La Stampa 14.12.15
I partiti storici alla ricerca di una visione
di Cesare Martinetti
Marine Le Pen non vince nessuna regione, sette giorni di politica hanno rovesciato il risultato delle regionali francesi, l’onda bluemarine si infrange contro le barriere di un sistema elettorale spietato. Ma – va detto, perché il risultato è netto – l’avanzata del Front è stata bloccata innanzitutto dal voto dei francesi. Molti astensionisti del primo turno ieri sono andati ai seggi. Lo spirito «repubblicano» che ha spinto i socialisti a ritirarsi dal Nord (Lille e Piccardia) e dal Sud (Marsiglia e Costa Azzurra) per favorire i candidati sarkozisti contro le due Le Pen (Marine e Marion, zia e nipote) arrivate in testa al primo turno ha fatto «barrage» all’estrema destra.
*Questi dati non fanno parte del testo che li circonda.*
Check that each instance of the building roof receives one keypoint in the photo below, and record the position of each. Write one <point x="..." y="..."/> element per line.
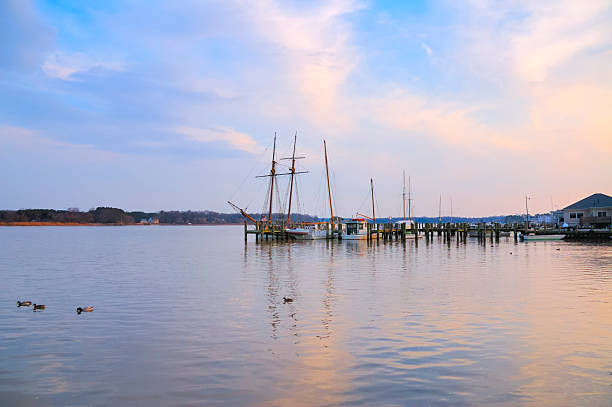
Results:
<point x="593" y="201"/>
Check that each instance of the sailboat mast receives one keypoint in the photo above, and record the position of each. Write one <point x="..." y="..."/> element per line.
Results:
<point x="292" y="174"/>
<point x="409" y="200"/>
<point x="272" y="176"/>
<point x="404" y="197"/>
<point x="331" y="208"/>
<point x="373" y="213"/>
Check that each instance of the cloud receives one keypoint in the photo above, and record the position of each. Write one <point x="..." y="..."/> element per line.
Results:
<point x="24" y="37"/>
<point x="316" y="51"/>
<point x="236" y="139"/>
<point x="556" y="31"/>
<point x="32" y="140"/>
<point x="428" y="50"/>
<point x="63" y="66"/>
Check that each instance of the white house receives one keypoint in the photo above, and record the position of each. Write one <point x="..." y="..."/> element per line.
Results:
<point x="593" y="211"/>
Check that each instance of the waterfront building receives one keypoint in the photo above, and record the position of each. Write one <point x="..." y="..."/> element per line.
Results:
<point x="594" y="211"/>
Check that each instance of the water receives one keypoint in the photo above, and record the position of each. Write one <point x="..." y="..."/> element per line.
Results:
<point x="193" y="316"/>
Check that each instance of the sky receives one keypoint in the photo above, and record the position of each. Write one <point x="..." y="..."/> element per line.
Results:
<point x="156" y="105"/>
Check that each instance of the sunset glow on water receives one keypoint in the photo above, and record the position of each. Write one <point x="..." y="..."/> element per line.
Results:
<point x="192" y="315"/>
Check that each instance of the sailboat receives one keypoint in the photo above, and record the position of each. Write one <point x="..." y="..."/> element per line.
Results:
<point x="409" y="222"/>
<point x="318" y="230"/>
<point x="355" y="229"/>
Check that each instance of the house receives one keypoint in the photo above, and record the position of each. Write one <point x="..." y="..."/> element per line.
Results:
<point x="594" y="211"/>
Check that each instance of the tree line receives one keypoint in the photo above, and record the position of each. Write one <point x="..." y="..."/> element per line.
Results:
<point x="107" y="215"/>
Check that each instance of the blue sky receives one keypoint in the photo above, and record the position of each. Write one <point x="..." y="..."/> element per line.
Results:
<point x="171" y="105"/>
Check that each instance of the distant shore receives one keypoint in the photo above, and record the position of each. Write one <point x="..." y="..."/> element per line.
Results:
<point x="110" y="224"/>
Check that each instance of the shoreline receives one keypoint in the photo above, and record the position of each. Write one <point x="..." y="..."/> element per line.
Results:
<point x="8" y="224"/>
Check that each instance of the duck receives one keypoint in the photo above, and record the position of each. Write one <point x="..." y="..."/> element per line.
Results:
<point x="84" y="309"/>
Come leggere due risultati così diversi? Bisogna entrare nella logica delle elezioni a due turni. Nel primo si vota con il cuore, nel secondo (anche) con il cervello. Nel primo – come ha detto Guillaume Perrault del Figaro – il Front National ha mostrato la sua forza, nel secondo il suo isolamento. Marine Le Pen è in grado di spaventare il sistema, non di abbatterlo. Ma la vera domanda è: per quanto ancora?
Ad ogni elezione il suo partito cresce al punto che ormai si può parlare di un bipartitismo imperfetto alla francese: da una parte l’alleanza (conflittuale e spesso innaturale) tra i due partiti storici e tradizionali, destra e sinistra, ex gollisti e socialisti; dall’altra il Front. Da una parte quelli che Marine Le Pen chiama i succubi della «globalizzazione», dall’altra i «patrioti».
Esaurite le regionali, già si è proiettati sulla presidenziale 2017, la madre di tutte le elezioni. Ieri è andata in onda la replica di un vecchio film, un déja vu di politica politicante che non entusiasma più nessuno. E tutti si rendono conto che è forse l’ultimo avvertimento al sistema. Il più chiaro è stato Alain Juppé, ora sindaco di Bordeaux, ma ex primo ministro e ministro, l’uomo che Chirac diceva «il migliore di tutti noi». Juppé è lanciato nella corsa a conquistare la candidatura per la destra nella prossima presidenziale, il suo avversario numero uno è Nicolas Sarkozy, che esce piuttosto malconcio da questo giro. Ieri sera Juppé ha fatto il suo primo vero discorso da candidato presidente sfidando insieme Sarko-Hollande-Le Pen: i francesi – ha detto - hanno bisogno di una «visione», non antieuropea, non quella di un paese ripiegato su se stesso, non in controsenso rispetto al mondo di domani.
Questo è il vero nodo. Le Pen e i suoi alleati in Europa che chiamiamo «populisti» hanno «visione» e risposte per quanto semplificate e irrealistiche a problemi complessi. I partiti storici tradizionali non sanno invece più offrire «visioni». Innanzitutto quella europea che si è persa in una nebbia tecnocratica e burocratica che non fa più sognare, che anche nella perdita dei confini moltiplica insicurezze, che nelle politiche economiche non riesce a invertire la curva della disoccupazione né a far ripartire in modo significativo la crescita. In questo stallo cresce il bisogno di protezione, il senso di angoscia che permette di riconoscersi in parole d’ordine elementari, dove risorgono vecchi fantasmi.
È questa la sfida che le elezioni regionali francesi hanno drammatizzato, per la Francia e per tutti gli altri, a cominciare dalla Spagna dove si voterà tra pochi giorni. A Parigi nessuno ha stappato bottiglie di champagne ieri sera per lo scampato pericolo. Paradossalmente la più allegra sembrava Madame Le Pen e ne ha ben ragione. È ormai da qualche anno che destra e sinistra sono ossessionati dallo spettro del Front, come se fosse un destino ineluttabile che si concretizza ad ogni elezione. Tra un anno e mezzo, nella primavera 2017, la sfida decisiva. Marine Le Pen sarà quasi sicuramente al ballottaggio. Ma chi sarà il suo avversario?